The Vatican released the texts of their reflections, totaling some 35 pages.
The two groups that call most prominently for the allowance of married priests are both Portuguese speaking. Another Portuguese group appears clearly against the idea, saying it requires further study.
One of the Italian groups, appearing firmly opposed, says its members expressed "perplexity" that the synod has not tried to examine more clearly why the celibate priesthood is not attractive to young men.
Another of the Italian groups offers arguments on both sides.
"Some synodal fathers ask that … mature, respected and well-known persons, celibate or with a stable family, especially indigenous, could be ordained in order to ensure access to the sacraments that guarantee and sustain the Christian life," the group states.
"The permanent diaconate, reinstituted after Vatican II, shows that it is possible to assume pastoral, sacramental and familial commitments in the church," it continues.
"Other synodal fathers think the proposal concerns all the continents, and could reduce the value of celibacy," the Italian groups says later.
"They believe that, in virtue of the theological principal of synodality, the theme should be submitted for the opinion of the whole church, and they suggest a universal synod on the subject," it states.
The possibility of ordaining married men to meet the sacramental needs of the Amazon region has emerged as a key topic of the synod. Its lead organizer, retired Brazilian Cardinal Cláudio Hummes, even brought up the issue by name in his Oct. 7 address opening the business of the gathering.
Hummes has previously estimated that up to 80 percent of people in the vast, hard-to-traverse Amazon go without the Eucharist for months or even sometimes years at a time.
Another pastoral issue that comes up throughout the small group reports is the need to recognize the ministry of Catholic women in the Amazon. Nine of the 12 groups mention that matter in some way, with seven of those referring to the possibility of ordaining women as deacons.
Of the seven that refer to women deacons, three groups appear strongly in favor of the idea, including the same two Portuguese groups that call for the ordination of married men. One of those two groups says simply that "the presence of women is decisive in the life and mission of the church in the Amazon."
One of the Spanish groups does not refer specifically to the possibility of women deacons, but says women experience "discrimination … in the spaces of decision-making" in the church.
"It is necessary that in a synodal church, women assume pastoral and leadership responsibilities," it states.
Although the Vatican has provided the names of the leaders and secretaries of the small working groups, it has not released a list of the full membership of the groups.
It is expected that the 12 reports from the groups will be used in coming days as the basis for the first draft of a possible final document from the synod, which is scheduled to be presented to the bishops attending the gathering for the first time on Oct. 21.
The committee with responsibility to draft the final document has 13 members, including Hummes; Cardinal Lorenzo Baldisseri, the head of the Vatican synod office; Cardinal Michael Czerny, who is serving as an assistant to Hummes for the synod; and Austrian Cardinal Christoph Schonborn, one of four appointed to the group by Pope Francis.

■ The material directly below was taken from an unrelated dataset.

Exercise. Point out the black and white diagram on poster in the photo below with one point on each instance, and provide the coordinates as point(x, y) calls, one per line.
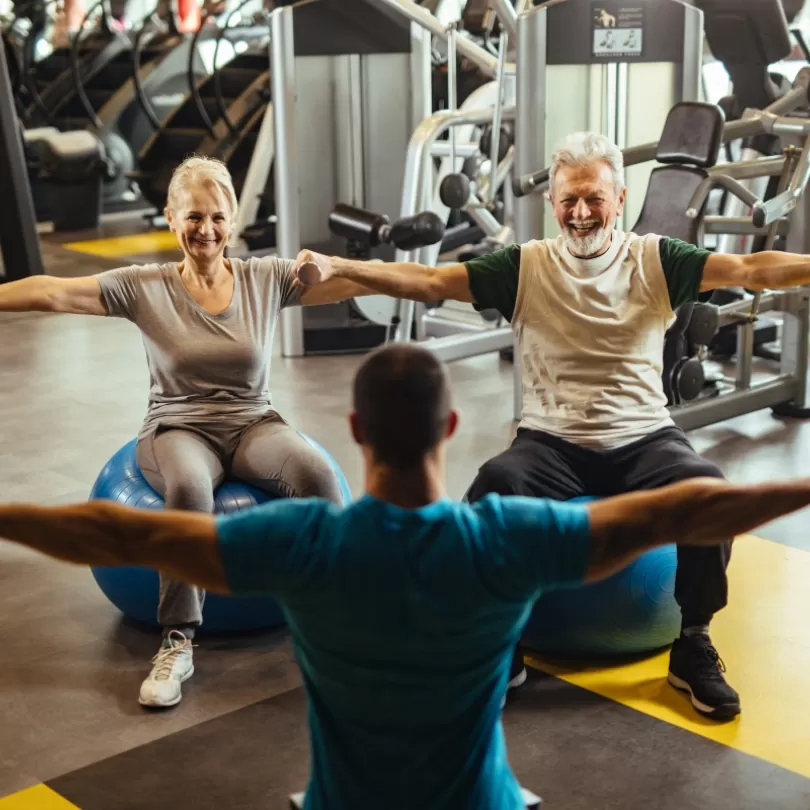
point(618, 28)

Once the draft of the document has been presented, the synod members will have opportunity to offer amendments until Oct. 26, when the final vote on the text will take place. Each of the paragraphs in the final text will require two-thirds approval by the synod members for passage.
A vast range of other issues are touched upon in the small group reports, including the historic levels of deforestation across the Amazon, the lack of access to clean drinking water, the destructive practices of mining and logging companies, and violence against women.
Many of the groups also speak eloquently about the need for Catholic communities in the Amazon to respect, listen to, empower and include indigenous peoples.
One of the Italian groups proposes the idea of the creation of a new "Amazon rite" liturgy "with which to express the liturgical, theological, disciplinary and spiritual patrimony" of indigenous peoples.
The secretary of that group, interestingly, is Cardinal Luis Ladaria, the prefect of the Vatican's Congregation for the Doctrine of the Faith.